In [1]:
from sqlalchemy import create_engine
import pandas as pd 
import json

with open('/home/douglas/postgres_credentials.json') as f:
    data = json.load(f)
    username = data['username']
    password = data['password']
    address = data['address']

conn = create_engine('postgresql://{}:{}@{}:5432/ex_orders_random'.format(username, password, address))

  """)


# Check out table format

In [2]:
pd.read_sql_query("SELECT * FROM customer LIMIT 5", conn)
# emails don't match customer name - randomized dataset 

Unnamed: 0,customer_id,name,email,address,state
0,1000,Kristin Chan,alvarezlawrence@wolf.com,414 Scott Port,NE
1,1001,Valerie Dean,gardnernicole@hawkins.com,1172 Hudson Mission,UT
2,1002,Cristian Patterson,bruce24@hotmail.com,874 Scott Valley,WI
3,1003,Richard Johnson,williamsjoseph@gmail.com,4810 Compton Coves,WA
4,1004,Mark Rodriguez,christiangaines@harris.com,54950 Cheryl Pine,NY


In [3]:
pd.read_sql_query("SELECT * FROM product LIMIT 5", conn)
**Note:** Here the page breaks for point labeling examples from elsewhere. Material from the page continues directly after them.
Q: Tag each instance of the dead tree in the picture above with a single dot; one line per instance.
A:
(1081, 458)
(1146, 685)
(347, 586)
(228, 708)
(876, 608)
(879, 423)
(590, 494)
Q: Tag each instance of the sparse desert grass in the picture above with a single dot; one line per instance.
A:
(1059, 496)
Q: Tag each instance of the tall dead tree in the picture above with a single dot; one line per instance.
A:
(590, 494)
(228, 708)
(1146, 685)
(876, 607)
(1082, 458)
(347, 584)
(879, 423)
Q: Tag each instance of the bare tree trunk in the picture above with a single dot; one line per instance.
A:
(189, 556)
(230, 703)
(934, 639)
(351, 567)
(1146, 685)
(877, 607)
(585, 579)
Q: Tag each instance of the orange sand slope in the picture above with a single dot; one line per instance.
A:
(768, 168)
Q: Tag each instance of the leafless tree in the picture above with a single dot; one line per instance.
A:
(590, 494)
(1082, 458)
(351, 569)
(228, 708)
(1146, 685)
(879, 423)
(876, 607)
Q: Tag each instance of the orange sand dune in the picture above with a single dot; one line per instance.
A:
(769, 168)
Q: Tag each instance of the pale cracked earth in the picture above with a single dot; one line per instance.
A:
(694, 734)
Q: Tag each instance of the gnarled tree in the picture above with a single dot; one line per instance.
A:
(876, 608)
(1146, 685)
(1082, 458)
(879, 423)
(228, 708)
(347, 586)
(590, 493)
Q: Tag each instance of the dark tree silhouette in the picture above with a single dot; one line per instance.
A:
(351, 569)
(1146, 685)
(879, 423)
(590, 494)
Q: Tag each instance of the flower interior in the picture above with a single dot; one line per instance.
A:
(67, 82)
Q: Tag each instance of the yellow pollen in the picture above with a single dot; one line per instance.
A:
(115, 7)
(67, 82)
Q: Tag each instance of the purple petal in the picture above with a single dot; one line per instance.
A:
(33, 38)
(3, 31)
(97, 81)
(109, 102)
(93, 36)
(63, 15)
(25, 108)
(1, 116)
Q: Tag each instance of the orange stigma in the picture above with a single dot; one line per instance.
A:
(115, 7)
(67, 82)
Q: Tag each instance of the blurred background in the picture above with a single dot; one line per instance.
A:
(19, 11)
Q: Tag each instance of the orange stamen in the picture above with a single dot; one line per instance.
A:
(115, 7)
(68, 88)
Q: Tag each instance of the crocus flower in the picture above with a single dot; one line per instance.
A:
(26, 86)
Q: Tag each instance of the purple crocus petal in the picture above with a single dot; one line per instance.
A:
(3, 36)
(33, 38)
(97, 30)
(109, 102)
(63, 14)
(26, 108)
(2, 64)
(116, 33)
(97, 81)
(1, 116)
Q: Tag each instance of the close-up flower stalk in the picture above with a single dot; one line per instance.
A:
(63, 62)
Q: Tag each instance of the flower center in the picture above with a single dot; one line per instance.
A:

Unnamed: 0,product_id,product_name,price
0,8001,Rustic Steel Pizza,46.0
1,8002,Ergonomic Granite Soap,113.0
2,8003,Rustic Wooden Sausages,16.0
3,8004,Ergonomic Metal Gloves,17.0
4,8005,Awesome Cotton Ball,68.0


In [4]:
pd.read_sql_query("SELECT max(product_id), min(product_id) FROM product", conn)
# missing product id 8000, present in order_product

Unnamed: 0,max,min
0,8149,8000


In [5]:
# add 8000 -to allow copy of extraneous id generated in order_details.csv
# conn.execute("INSERT INTO product VALUES (8000, 'Missing', 88)")

In [6]:
# confirm added 
pd.read_sql_query("SELECT * FROM product ORDER BY product_id LIMIT 5", conn)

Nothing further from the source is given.